Tahseen Rahman

Posted on Feb 17 • Edited on Feb 28

My AI Agent Lost Its Memory — Here's How It Fixed Itself

#ai #automation #debugging #devops

I was mid-conversation with my AI agent on a Tuesday morning. Revenue sprint week. Asked it a simple question:

"Do you remember the memory fix we did a few days back?"

It tried to recall. And instead of an answer, I got an error.

Cannot find module '@lancedb/lancedb'

Live. In the conversation. My agent's memory had broken — and we'd just confirmed it the worst possible way.

This is the story of what happened, how we found it, how we fixed it, and the uncomfortable lesson about building AI systems that actually hold up in production.

The Setup

I run a 24/7 AI agent called Gandalf, built on OpenClaw. It's not a demo or a prototype — it's a real operational system managing 14 automated cron jobs, multiple sub-agents, and several SaaS products I'm actively developing under Motu Inc.

Gandalf wakes up every morning before I do. There's a Research Synthesizer cron at 7am that pulls overnight findings, summarizes them, and stores key learnings to long-term memory. There are monitoring jobs, content pipeline jobs, customer-facing automations. The agent is effectively a co-founder running on a schedule.

For long-term semantic memory, Gandalf uses LanceDB — a vector database that runs locally and integrates with OpenClaw's memory_recall / memory_store tools. When something important happens — a decision, a lesson, a fix — it stores a vector embedding. When it needs context later, it queries by semantic similarity and retrieves what's relevant.

This is the difference between an agent that remembers and an agent that forgets. Memory transforms a stateless session into something with continuity.

It had been working great.
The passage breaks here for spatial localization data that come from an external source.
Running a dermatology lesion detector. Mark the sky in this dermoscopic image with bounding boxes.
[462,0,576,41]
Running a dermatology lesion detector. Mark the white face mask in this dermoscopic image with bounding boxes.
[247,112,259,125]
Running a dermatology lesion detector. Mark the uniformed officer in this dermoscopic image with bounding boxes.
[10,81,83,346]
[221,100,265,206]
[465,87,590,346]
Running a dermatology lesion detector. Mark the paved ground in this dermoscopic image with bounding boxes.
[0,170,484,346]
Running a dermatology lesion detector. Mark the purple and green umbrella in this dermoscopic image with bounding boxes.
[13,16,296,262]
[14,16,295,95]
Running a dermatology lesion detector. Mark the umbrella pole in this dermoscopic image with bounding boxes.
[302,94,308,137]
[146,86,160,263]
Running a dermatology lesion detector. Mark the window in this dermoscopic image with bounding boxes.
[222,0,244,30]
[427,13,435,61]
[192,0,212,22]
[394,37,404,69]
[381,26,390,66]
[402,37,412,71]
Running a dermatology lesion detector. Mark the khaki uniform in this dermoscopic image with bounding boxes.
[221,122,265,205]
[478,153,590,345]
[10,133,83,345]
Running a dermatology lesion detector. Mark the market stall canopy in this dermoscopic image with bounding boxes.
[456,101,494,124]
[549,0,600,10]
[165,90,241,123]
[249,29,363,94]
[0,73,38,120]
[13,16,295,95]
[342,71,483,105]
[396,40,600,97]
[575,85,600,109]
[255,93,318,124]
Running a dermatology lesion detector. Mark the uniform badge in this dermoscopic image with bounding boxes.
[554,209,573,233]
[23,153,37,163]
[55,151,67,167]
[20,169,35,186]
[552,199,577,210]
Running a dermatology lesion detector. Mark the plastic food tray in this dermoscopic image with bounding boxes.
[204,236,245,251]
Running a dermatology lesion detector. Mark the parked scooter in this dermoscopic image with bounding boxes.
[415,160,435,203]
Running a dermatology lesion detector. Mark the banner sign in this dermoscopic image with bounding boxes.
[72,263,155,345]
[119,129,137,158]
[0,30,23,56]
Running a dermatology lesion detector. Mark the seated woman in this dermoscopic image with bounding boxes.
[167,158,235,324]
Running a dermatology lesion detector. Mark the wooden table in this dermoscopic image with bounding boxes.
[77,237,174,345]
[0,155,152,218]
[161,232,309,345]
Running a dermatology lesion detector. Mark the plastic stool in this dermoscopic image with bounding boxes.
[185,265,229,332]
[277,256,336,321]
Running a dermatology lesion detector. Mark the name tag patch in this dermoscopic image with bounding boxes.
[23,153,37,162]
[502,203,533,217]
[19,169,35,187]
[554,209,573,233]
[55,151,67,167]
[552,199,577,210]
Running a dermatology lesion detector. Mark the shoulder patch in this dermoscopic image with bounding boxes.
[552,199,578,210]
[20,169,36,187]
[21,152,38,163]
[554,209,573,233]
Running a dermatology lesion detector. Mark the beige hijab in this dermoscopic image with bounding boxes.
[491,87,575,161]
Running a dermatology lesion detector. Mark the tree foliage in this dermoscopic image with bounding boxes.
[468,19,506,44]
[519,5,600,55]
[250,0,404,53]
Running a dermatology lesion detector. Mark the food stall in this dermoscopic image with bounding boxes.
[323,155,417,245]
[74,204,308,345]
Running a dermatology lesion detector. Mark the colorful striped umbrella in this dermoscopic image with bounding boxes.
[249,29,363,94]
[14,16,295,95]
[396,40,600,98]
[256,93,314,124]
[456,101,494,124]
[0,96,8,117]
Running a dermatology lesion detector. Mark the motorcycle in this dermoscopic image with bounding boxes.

Until it silently stopped.

The Break

On February 14, OpenClaw pushed an update: v2026.2.14 → v2026.2.15.

Routine stuff. I didn't think much of it.

What I didn't realize was that the update ran npm install in the background to rebuild its dependency tree from the core package.json. This is standard Node.js update behavior. Totally reasonable.

The problem: @lancedb/lancedb was not in OpenClaw's core package.json. It was a manually installed dependency — something I'd added by running npm install @lancedb/lancedb directly into OpenClaw's node_modules folder to extend its capabilities.

When npm install ran from the core manifest, it rebuilt node_modules clean. My manual add-on wasn't on the list. It got wiped.

No error during the update. No warning. No broken startup message. The gateway restarted fine. Everything looked fine.

The dependency was just gone. Quietly. And any call to memory_recall or memory_store would now fail with a module-not-found error that wouldn't surface until something actually tried to use memory.

The Discovery

The failure surfaced at 7:04am.

The Research Synthesizer cron woke up as usual, collected its overnight findings, and tried to store them to long-term memory. It hit Cannot find module '@lancedb/lancedb'. The cron logged the error and exited.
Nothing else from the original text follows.